Para vivir en paz y mantener la calma ante el caos, el budismo enseña que existe un espacio entre lo que sucede y tu reacción. Las siete enseñanzas fundamentales para no alterarse y soltar el sufrimiento innecesario incluyen la gestión de la mente, la aceptación del pasado y el cultivo de la ecuanimidad
    • La perspectiva del tiempo (La regla 5×5): Preguntarte si importará en cinco años destruye de inmediato el drama del ego y relativiza los problemas menores del día a día.
    • El regalo no aceptado: El insulto, la crítica o el desprecio pertenecen única y exclusivamente a quien los ofrece; al no reaccionar, el veneno se queda en las manos de quien intentó lanzártelo. 
    • El espacio sagrado: Detenerte a respirar antes de actuar te rescata del piloto automático. En ese único segundo de pausa recuperas el control y dejas de ser un esclavo de tus impulsos.
    • El espejo de la crítica: Lo que los demás dicen de ti es solo una proyección de sus propios traumas, miedos e inseguridades; no define tu valía ni tu realidad. 

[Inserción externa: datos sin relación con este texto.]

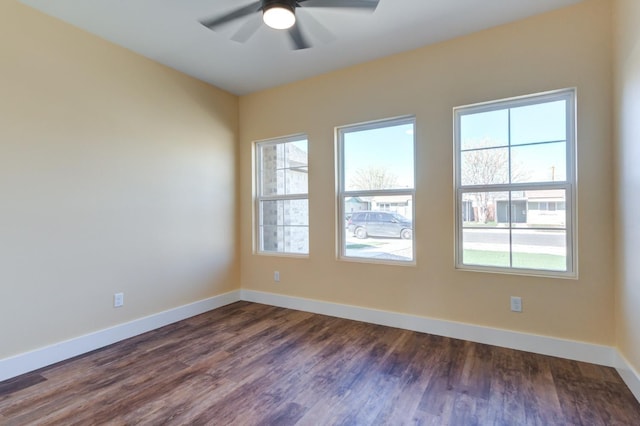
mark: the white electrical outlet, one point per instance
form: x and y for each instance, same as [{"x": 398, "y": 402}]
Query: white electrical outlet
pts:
[
  {"x": 118, "y": 300},
  {"x": 516, "y": 304}
]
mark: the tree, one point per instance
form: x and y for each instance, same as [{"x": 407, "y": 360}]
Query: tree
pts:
[
  {"x": 372, "y": 178},
  {"x": 487, "y": 166}
]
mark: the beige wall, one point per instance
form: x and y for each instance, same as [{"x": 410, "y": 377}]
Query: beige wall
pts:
[
  {"x": 116, "y": 174},
  {"x": 627, "y": 102},
  {"x": 566, "y": 48}
]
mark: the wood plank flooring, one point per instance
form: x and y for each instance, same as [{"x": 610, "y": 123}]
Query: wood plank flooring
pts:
[{"x": 251, "y": 364}]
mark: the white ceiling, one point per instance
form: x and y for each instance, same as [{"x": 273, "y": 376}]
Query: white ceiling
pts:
[{"x": 169, "y": 32}]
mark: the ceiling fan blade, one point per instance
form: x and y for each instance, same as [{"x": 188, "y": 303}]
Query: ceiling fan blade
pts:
[
  {"x": 353, "y": 4},
  {"x": 254, "y": 7},
  {"x": 316, "y": 29},
  {"x": 248, "y": 29},
  {"x": 299, "y": 42}
]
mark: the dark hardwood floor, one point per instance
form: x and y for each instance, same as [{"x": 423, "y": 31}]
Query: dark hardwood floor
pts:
[{"x": 251, "y": 364}]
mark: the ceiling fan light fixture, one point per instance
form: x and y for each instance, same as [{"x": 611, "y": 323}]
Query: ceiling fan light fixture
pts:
[{"x": 279, "y": 15}]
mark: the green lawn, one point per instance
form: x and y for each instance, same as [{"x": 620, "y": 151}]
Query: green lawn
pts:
[{"x": 550, "y": 262}]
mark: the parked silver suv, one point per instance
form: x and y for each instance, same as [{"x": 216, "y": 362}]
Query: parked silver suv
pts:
[{"x": 380, "y": 224}]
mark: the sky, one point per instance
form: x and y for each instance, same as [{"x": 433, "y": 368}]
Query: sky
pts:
[{"x": 391, "y": 148}]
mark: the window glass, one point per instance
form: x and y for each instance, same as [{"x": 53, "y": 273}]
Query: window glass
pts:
[
  {"x": 514, "y": 198},
  {"x": 376, "y": 191},
  {"x": 282, "y": 201}
]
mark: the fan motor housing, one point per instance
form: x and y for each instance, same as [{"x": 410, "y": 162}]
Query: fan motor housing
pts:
[{"x": 287, "y": 4}]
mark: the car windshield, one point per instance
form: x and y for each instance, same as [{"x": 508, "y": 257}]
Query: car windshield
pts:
[{"x": 400, "y": 218}]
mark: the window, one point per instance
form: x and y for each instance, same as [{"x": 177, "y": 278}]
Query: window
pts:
[
  {"x": 282, "y": 202},
  {"x": 515, "y": 185},
  {"x": 376, "y": 190}
]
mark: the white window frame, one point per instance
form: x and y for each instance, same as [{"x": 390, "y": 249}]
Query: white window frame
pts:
[
  {"x": 344, "y": 194},
  {"x": 260, "y": 197},
  {"x": 568, "y": 185}
]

    • Ecuanimidad sobre tener razón: Elegir observar en lugar de discutir es el verdadero superpoder. Destruye la necesidad neurótica del ego de ganar discusiones inútiles.
    • Responder vs. Reaccionar: Cualquiera puede perder los papeles y gritar, pero mantener la calma bajo el fuego requiere una mente entrenada. Quien te enfada, te domina. 
    • El reflejo del mundo interno: Cuando conquistas tu mente, el entorno se alinea con tu paz. Tu estabilidad deja de ser un reflejo de las circunstancias para convertirse en la fuente que las transforma.